At issue are sales taxes for online purchases, and in particular those made at Web sites of e-tailers that have no brick-and-mortar outlets. A Federal moratorium exists on taxes for all online purchases and will last until Oct. 2001. Until then, states are unable to collect fees from online sales, although they can collect taxes from e-tailers' physical channels: catalogs or stores.
Brick-and-mortar retailers, naturally, say the moratorium gives Web-only e-tailers an unfair advantage, while opponents of e-commerce taxes say levies would stifle growth of the Internet, which is driving the U.S. economy to new heights.

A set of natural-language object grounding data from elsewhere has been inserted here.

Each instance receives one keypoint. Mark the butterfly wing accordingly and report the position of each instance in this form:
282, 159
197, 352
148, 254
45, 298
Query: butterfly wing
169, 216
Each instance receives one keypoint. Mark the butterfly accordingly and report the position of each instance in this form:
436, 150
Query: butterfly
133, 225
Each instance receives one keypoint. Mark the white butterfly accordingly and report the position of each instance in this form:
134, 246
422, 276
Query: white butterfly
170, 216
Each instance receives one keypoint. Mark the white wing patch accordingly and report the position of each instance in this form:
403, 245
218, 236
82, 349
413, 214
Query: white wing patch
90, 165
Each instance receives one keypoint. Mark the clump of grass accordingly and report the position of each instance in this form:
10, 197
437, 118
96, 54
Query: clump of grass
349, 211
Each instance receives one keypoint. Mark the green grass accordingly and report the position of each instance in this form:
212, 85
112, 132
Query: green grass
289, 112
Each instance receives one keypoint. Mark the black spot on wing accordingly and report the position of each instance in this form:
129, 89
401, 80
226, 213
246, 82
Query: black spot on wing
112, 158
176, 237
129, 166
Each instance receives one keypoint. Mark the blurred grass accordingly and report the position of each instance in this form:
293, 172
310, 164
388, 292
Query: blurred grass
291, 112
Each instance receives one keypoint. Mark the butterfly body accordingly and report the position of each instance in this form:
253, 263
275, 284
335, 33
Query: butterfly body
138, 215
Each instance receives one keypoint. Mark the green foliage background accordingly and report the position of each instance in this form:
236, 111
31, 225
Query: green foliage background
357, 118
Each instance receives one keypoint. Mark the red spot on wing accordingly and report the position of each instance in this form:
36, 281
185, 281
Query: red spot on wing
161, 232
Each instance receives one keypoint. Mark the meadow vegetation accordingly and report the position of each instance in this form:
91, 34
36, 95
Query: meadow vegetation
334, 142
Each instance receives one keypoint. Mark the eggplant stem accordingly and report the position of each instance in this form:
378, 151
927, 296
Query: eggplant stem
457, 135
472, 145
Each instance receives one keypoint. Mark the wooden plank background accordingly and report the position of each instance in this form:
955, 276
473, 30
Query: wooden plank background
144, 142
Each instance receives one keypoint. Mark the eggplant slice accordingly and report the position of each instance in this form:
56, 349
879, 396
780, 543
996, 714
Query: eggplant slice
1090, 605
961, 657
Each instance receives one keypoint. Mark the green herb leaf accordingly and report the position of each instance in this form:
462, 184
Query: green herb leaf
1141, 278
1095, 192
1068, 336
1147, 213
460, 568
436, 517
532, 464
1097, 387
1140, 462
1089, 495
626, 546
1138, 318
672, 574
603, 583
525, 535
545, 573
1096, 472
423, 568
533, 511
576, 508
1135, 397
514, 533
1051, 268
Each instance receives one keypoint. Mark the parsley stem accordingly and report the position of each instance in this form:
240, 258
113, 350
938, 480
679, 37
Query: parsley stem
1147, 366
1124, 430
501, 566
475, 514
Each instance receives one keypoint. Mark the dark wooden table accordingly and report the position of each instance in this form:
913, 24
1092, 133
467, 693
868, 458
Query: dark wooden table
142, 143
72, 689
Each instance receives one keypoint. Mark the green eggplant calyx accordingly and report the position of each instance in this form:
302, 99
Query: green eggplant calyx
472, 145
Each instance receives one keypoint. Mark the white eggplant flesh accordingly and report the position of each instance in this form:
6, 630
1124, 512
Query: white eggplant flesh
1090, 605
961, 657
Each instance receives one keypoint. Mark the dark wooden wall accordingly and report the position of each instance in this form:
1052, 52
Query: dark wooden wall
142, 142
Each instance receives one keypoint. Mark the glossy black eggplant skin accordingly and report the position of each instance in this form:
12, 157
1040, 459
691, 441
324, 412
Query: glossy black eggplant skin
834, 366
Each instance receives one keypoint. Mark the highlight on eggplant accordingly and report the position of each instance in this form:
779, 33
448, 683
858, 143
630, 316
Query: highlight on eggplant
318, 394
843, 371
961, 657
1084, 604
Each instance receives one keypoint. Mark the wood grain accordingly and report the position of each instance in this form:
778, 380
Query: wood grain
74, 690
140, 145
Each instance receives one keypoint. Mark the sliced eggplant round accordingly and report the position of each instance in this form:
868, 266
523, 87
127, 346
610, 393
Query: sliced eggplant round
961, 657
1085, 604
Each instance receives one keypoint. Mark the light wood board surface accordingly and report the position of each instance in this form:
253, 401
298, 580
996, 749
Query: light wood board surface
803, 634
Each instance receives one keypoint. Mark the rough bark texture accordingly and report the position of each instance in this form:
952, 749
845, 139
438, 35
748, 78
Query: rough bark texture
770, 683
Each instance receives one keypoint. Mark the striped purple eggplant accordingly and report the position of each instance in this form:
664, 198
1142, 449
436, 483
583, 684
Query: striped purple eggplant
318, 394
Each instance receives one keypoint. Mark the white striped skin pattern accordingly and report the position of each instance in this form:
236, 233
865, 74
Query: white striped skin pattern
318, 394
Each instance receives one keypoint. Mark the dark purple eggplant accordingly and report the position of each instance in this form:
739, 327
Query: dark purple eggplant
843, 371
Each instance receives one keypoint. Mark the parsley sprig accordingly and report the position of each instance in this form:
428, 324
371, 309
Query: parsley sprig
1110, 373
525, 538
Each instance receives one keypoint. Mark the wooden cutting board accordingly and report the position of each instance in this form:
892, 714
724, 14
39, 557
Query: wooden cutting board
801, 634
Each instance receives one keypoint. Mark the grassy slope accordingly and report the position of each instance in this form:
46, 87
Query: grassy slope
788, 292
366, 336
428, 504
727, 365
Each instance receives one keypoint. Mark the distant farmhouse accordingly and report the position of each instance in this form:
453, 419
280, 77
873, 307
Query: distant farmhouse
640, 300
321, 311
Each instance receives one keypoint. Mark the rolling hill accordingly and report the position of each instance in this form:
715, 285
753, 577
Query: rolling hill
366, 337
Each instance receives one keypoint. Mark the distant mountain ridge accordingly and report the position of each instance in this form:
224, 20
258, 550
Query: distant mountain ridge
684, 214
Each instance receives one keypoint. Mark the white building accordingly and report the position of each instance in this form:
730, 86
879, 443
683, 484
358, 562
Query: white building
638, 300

This week, a 19-member commission comprised of politicians and business people held a meeting of the Advisory Commission on Electronic Commerce in Dallas to hammer out a recommendation to congress for taxing Internet purchases after the existing moratorium expires. Unfortunately, the group was unable to reach the two-thirds consensus it needed by law to provide "findings and recommendations" to Congress.
Part of the problem is making e-tailers responsible for collection of state sales taxes when there are about 7,500 different tax codes. As a solution, a group of 28 states is currently exploring the idea of an Internet tax clearinghouse, which would levy the appropriate tax and pay the correct state. But therein lies another problem: In the brick and mortar world, the tax goes to the state where the business operates. To which state should e-tailors with no physical presence pay sales taxes? Some say it makes sense for the entire tax code to be simplified, with taxes being paid to the state in which the buyer resides.
So the debate roars on. Nearly 60% of online buyers say they would make fewer Internet purchases if they had to pay a sales tax on them, according to BizRate.com. Yet 72% of Americans say it's unfair that local businesses have to collect sales taxes while Net retailers do not, according to a study conducted for the U.S. Conference of Mayors.
By Laura B. Smith, a contributing editor based in Swampscott, MA.